OHA Looking to Revamp Oregon Health Plan

On June 1, the Oregon Health Authority released concept papers for their five-year Medicaid plan detailing an overhaul of Oregon Health Plan’s current services and outlining a way for the plan to cover even more care for the people using it.  

In the concept papers, OHA suggests that by offering financial assistance for a wider range of care, the government will save money on insurance in the long run. This includes expanding the circumstances under which Oregonians qualify for OHP and providing funding for preventative care.  

According to the concept paper, the overarching goal of the restructure is four-fold: ensure access to coverage for all people in Oregon; create an equity-centered system of health; encourage smart, flexible spending; and reinvest government savings across systems.  

One way these changes could impact Oregonians is that the gap in care caused by losing medicaid as a result of increasing salary or other circumstances could be filled.  

Officials have suggested several possibilities to fill this gap, such as extending OHP coverage until the individual can afford another health plan, or helping make the transfer to private insurance more efficient after OHP care is lost.  

According to Oregon Medicaid director Lori Coyner, one example of a non-clinical, preventative service which may be offered under a reimagined OHP would be mold abatement in the home of someone with asthma.

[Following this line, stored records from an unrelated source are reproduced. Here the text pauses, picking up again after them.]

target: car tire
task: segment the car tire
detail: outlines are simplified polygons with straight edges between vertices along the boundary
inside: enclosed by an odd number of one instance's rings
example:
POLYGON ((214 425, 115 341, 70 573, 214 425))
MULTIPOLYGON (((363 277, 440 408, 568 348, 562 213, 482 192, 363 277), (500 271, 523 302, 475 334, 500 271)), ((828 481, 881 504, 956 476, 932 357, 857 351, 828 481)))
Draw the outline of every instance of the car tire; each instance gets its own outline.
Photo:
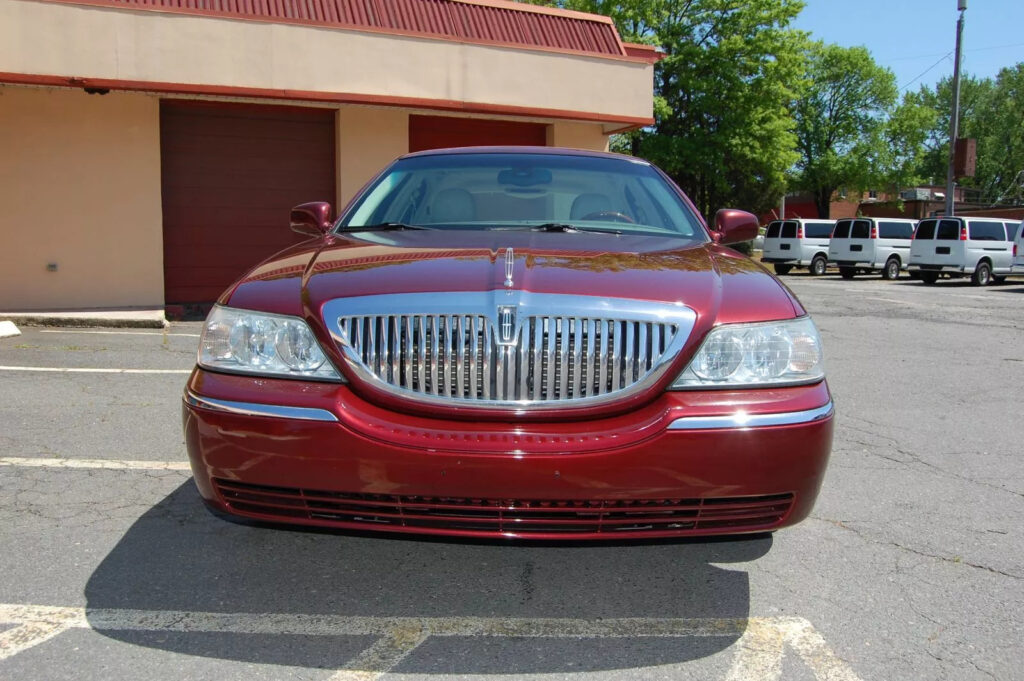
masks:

These services could lead to improved health and decreased medical needs and expenses on the part of the recipient.  

Another way this reimagined Medicaid system could benefit Oregonians is by helping people soon-to-be released from prison enroll in OHP before they leave. By increasing accessibility to behavioral healthcare, addiction treatment, and mental healthcare, this move could help people reintegrate in society and reduce recidivism.  

All in all, officials say this new idea of Medicaid could help all people living in Oregon get access to much-needed healthcare and prevent unnecessary costs and medical expenses. At this stage there is no outline for how much the program changes may cost taxpayers.  

The proposal must now be reviewed and vetted by the federal government before it can move forward.